Plus, apocalypse porn  can be viewed in a practical way.

It is great training watching the ugly stuff where mankind is crawling towards extinction; where the survivors are few, the good guys even fewer and Charlton Heston is the apparent king of Dystopia (well, based on Planet of the Apes, Soylent Green and The Omega Man). Left 4 Dead 2 alone has prepared me to survive decomposing cannibals using teamwork and a sparingly-used flashlight, shotgun and frying pan. Consider it pre-apocalypse preparation so I can fare better when the dead actually walk the Earth.

Be it the fascination with the Mayans, or the Camping Rapture or armageddon movies, our affinity for end-of-days entertainment definitely says something about us - but I don't believe it's that we're a culture of joyless wretches who have lost all hope in a better world.

In fact, It's open to interpretation, but McCarthy's post-apocalyptic
The Road sums it up nicely for me.
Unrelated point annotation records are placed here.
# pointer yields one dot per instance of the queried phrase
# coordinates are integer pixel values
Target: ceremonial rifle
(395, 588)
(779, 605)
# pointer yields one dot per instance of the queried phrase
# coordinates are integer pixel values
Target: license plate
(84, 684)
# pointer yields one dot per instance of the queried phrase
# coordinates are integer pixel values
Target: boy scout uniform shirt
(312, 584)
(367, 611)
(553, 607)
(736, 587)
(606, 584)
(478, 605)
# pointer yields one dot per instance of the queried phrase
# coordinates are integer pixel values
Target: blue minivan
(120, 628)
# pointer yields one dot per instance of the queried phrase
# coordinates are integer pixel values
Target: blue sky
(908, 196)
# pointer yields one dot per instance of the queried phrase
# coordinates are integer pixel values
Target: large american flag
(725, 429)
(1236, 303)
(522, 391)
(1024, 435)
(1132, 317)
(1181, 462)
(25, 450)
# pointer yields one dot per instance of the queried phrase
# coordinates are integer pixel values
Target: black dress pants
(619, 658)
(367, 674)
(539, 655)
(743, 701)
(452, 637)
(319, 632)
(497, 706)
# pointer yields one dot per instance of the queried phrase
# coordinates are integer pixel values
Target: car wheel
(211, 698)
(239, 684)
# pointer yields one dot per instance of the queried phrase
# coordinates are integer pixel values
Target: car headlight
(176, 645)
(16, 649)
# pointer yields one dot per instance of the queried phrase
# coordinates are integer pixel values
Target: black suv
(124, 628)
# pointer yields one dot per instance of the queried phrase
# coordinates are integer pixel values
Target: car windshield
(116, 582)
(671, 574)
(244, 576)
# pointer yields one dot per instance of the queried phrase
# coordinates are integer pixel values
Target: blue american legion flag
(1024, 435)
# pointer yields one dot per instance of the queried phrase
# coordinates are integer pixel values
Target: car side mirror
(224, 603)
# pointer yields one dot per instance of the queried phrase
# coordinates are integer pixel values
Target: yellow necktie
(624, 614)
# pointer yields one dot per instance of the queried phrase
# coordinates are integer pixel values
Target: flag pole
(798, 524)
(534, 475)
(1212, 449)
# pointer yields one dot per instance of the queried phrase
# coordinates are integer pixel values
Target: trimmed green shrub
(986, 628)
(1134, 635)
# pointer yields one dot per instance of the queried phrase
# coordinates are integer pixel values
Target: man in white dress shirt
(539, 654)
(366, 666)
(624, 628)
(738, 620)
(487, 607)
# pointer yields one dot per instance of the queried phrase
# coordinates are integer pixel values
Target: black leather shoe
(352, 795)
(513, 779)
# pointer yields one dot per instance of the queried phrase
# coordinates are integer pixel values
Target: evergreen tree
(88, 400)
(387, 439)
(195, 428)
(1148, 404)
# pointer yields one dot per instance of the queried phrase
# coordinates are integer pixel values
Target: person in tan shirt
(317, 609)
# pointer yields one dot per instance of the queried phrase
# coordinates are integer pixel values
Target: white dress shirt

The Pulitzer-winning work - perhaps the bleakest piece of pop I'm aware of - is about a father and young son trying to maintain their humanity while staving off starvation and sickness, and avoiding cadres of cannibals, on a dead highway to the coast.

But at one low point, the father says to his boy, "when your dreams are of some world that never was or of some world that never will be ... you have given up."


To me, this means our dreams of a blissful world where Elroy zooms to school and Rosie the Robot cleans the house is a rose-colored distraction. End-of-days entertainment is a cautionary tale, a scared-straight warning of what could be. 


Maybe as long as we’ve pop culture that warns us the end is near, we will be less interested in having an apocalypse now - or anytime soon.